6 p53 and programmed cell death (apoptosis) Programmed cell death (apoptosis), a natural way by which cells die, is a tightly controlled process required for embryonic development and adult tissue homeostasis. Apoptosis deregulation is a hallmark of multiple diseases, including cancer, in which cells that should die instead survive and proliferate. We will discuss the general features of apoptosis, the main constituents of the apoptotic machinery and how p53 functions as a master regulator of apoptosis.
7 p53 and cell cycle regulation The cell cycle consists of the series of events that take place in a cell as it divides and replicates. The cell cycle is tightly regulated in normal cells. Cancer often involves an increased rate of cell division and dysregulation of the cell cycle. We will discuss how p53 regulation of the cell cycle was discovered and how a key cell cycle gene, p21WAF1, was found to be a direct transcriptional target of p53.

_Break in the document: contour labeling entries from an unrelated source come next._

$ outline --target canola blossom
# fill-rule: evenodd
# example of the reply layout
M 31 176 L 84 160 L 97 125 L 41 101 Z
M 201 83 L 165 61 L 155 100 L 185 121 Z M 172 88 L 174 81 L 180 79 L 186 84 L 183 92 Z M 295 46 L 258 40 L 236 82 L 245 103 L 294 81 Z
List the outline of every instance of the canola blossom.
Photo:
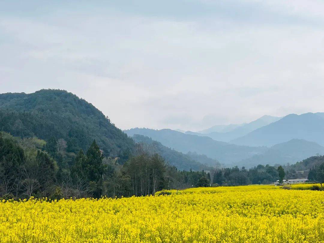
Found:
M 1 242 L 324 242 L 324 192 L 272 186 L 0 202 Z

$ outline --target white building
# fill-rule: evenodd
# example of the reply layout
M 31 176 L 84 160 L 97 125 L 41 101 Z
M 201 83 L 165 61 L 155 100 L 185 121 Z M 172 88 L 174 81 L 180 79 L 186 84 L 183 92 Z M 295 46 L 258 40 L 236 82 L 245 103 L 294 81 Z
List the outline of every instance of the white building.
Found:
M 283 184 L 295 184 L 297 183 L 304 183 L 308 181 L 307 179 L 292 179 L 290 180 L 283 180 Z M 274 183 L 275 184 L 279 184 L 279 180 L 277 180 Z

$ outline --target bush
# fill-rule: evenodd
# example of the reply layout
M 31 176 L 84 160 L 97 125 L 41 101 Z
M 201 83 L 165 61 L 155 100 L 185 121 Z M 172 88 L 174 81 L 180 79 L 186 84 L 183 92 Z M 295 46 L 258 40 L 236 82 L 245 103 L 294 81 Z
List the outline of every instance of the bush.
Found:
M 0 200 L 3 200 L 5 199 L 5 200 L 9 200 L 9 199 L 12 199 L 14 198 L 14 194 L 12 193 L 7 193 L 6 194 L 5 194 L 3 195 L 3 196 L 2 197 L 0 197 Z
M 284 189 L 285 190 L 290 190 L 291 189 L 291 187 L 289 187 L 287 186 L 284 186 L 281 188 L 283 189 Z
M 317 185 L 313 185 L 309 189 L 312 191 L 320 191 L 320 188 L 319 186 Z

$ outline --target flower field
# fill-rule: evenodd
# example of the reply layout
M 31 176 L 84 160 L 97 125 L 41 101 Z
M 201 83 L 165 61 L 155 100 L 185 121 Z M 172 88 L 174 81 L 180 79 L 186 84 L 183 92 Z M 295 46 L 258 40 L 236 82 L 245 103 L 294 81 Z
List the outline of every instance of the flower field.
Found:
M 0 203 L 1 242 L 324 242 L 324 193 L 273 186 Z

8 p53, DNA damage and genome integrity Cells maintain a genome capable of replication and self repair. A genome consists of chromosomes, each with two complementary strands of DNA. The DNA is under constant assault from stress, such as radiation and environmental mutagens. Cancer cells exhibit increased genomic instability, such as chromosomal rearrangements and duplications. Cells normally will stop in the cell cycle if DNA is damaged. Several proteins have been identified that act to halt the cell cycle until DNA damage is repaired. Among these proteins p53 has been shown to maintain genome integrity by halting the cell cycle of damaged cells and by promoting the action of DNA repair genes. This function of p53 has led to, its being known as the "guardian of our genome."

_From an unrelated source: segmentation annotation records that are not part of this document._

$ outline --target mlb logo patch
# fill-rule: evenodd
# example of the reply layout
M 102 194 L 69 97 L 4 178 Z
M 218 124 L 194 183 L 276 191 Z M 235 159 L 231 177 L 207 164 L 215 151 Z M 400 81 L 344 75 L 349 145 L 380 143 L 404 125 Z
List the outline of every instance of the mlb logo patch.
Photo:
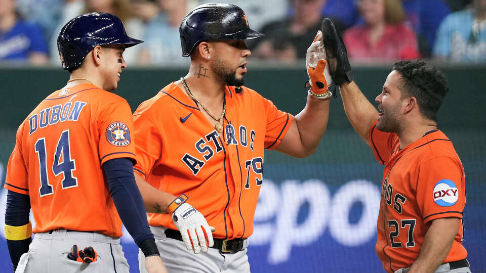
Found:
M 130 132 L 123 122 L 112 122 L 106 128 L 106 139 L 115 146 L 126 146 L 130 144 Z
M 435 184 L 433 191 L 435 203 L 441 207 L 450 207 L 457 202 L 459 193 L 452 180 L 443 179 Z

9 Field trip Trip to a pharmaceutical company
10 p53 and Mdm2 A common means to explore the biochemical function of a protein of interest is by identifying other proteins with which it interacts. Probably the most important protein–protein interaction of p53 was discovered in 1992, when Mdm2 (previously described as a putative oncogene) was shown to bind tightly to p53 and inhibit its biochemical activity. Since then, Mdm2 has emerged as the key cellular regulator of p53, effectively down-regulating p53 protein in normal cells. We will discuss how Mdm2 was discovered and how Mdm2 forms a negative feedback loop with p53.
11 p53 and microRNA MicroRNAs are small RNAs that are not translated into proteins. microRNAs are generated from large RNAs and recognize and bind to target RNAs to inhibit their translation. The human genome encodes >500 microRNAs, many of which play important roles in development and disease. We will discuss the mir-34 family of microRNAs, identified as p53-regulated microRNAs with important functions in cell cycle regulation and cell death.
12 p53 restoration therapy The p53 pathway has been the target of an active area of drug discovery. Because p53 has potent anti-cancer effect by inducing apoptosis and cell cycle arrest, restoration of p53 has been proposed as a potential cancer therapy. We will discuss genetic mouse models in which p53 can be re-activated to induce tumor shrinkage. A small molecule drug that re-folds mutant p53 into its functional tumor suppressive structural conformation will be discussed.
13 Final class After the oral presentations, we will discuss an overview of what has been learned about the connections between p53 and cancer throughout the semester.